I find that employing this technique immediately, before we reach the event horizon (really bad behavior), works wonders. Identifying the behaviors before they occur is the most important thing I have found. My son is pretty good at signaling to me where he is going.

Meanwhile, people are looking at me funny and smiling while we are sitting down in the grocery store...


wukunlin said:
If you can't teach your children without beating them up you shouldn't be a parent.

At all.

That is very sound judgement.
Is this advice from applied parenting or theoretical parenting? :wink:
 

1. What is corporal punishment?

Corporal punishment is a form of discipline that involves physically inflicting pain or discomfort on a child, typically by spanking or hitting with an object.

2. Is corporal punishment legal?

The legality of corporal punishment varies by country and state. In some places, it is completely banned, while in others it is allowed in certain settings such as schools or homes.

3. What are the potential effects of corporal punishment on children?

Studies have shown that corporal punishment can lead to increased aggression, anxiety, and depression in children. It can also damage the parent-child relationship and make children more likely to engage in delinquent behavior.

4. Are there any positive effects of corporal punishment?

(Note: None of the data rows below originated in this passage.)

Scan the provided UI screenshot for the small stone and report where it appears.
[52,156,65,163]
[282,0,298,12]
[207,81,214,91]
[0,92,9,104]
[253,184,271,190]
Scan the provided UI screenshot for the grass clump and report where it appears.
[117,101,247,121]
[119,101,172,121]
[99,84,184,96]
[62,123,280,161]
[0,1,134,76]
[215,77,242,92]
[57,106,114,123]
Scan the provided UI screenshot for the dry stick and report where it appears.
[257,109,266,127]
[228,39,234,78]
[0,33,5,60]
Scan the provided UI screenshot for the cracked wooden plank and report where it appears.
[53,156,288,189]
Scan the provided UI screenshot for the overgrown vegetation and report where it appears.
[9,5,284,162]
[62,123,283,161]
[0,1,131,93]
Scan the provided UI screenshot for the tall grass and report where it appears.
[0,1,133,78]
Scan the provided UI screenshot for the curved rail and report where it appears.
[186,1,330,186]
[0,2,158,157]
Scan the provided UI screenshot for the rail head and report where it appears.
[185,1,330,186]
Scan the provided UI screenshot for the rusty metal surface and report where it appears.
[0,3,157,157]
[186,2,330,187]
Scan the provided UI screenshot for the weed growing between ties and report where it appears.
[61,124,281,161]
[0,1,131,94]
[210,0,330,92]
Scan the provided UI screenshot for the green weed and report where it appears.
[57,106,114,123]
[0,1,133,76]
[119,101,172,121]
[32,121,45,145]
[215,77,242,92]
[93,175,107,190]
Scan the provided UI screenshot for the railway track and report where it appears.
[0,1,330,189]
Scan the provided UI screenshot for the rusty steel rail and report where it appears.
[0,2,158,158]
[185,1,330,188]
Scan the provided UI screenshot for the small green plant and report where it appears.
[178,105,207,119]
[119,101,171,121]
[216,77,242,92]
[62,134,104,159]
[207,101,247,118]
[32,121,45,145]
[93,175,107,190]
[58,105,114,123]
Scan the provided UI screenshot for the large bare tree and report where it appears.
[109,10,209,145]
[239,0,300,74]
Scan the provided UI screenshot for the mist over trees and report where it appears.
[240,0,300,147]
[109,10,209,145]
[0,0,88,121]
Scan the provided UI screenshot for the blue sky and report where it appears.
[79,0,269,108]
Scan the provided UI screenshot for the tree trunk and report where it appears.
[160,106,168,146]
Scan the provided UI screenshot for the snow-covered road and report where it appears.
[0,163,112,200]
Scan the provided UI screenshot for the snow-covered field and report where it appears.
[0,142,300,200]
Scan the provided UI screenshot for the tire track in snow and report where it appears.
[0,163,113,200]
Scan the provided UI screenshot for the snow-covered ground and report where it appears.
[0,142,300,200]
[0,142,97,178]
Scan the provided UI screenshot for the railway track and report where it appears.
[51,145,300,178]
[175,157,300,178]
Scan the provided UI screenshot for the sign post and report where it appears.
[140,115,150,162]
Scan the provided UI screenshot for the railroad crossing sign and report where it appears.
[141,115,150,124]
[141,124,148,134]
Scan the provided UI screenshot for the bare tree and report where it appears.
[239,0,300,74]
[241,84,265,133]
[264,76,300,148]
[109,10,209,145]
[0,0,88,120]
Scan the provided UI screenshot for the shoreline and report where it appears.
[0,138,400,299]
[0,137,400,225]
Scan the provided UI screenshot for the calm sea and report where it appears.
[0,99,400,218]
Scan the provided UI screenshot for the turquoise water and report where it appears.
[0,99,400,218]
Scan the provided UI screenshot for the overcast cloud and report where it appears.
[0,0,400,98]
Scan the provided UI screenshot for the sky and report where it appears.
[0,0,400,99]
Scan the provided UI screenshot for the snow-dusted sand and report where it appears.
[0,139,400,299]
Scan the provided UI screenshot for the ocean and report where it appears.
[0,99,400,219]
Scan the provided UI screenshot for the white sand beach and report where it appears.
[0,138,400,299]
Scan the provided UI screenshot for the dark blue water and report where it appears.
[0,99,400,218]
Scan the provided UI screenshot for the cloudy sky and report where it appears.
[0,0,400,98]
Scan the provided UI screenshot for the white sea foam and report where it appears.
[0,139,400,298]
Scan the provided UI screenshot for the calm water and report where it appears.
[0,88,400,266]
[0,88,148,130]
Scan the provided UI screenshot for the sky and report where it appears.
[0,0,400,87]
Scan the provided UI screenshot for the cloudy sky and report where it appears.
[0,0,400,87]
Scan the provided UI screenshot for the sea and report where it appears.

There is no scientific evidence to support the idea that corporal punishment has any positive effects on children. In fact, research has shown that it can actually be harmful to a child's development and well-being.

5. What are some alternative forms of discipline that can be effective?

There are many alternative forms of discipline that can be effective, such as positive reinforcement, setting clear and consistent boundaries, and using non-physical consequences such as time-outs or taking away privileges. It is important to find a discipline strategy that works for both the child and the parent, and to use it consistently.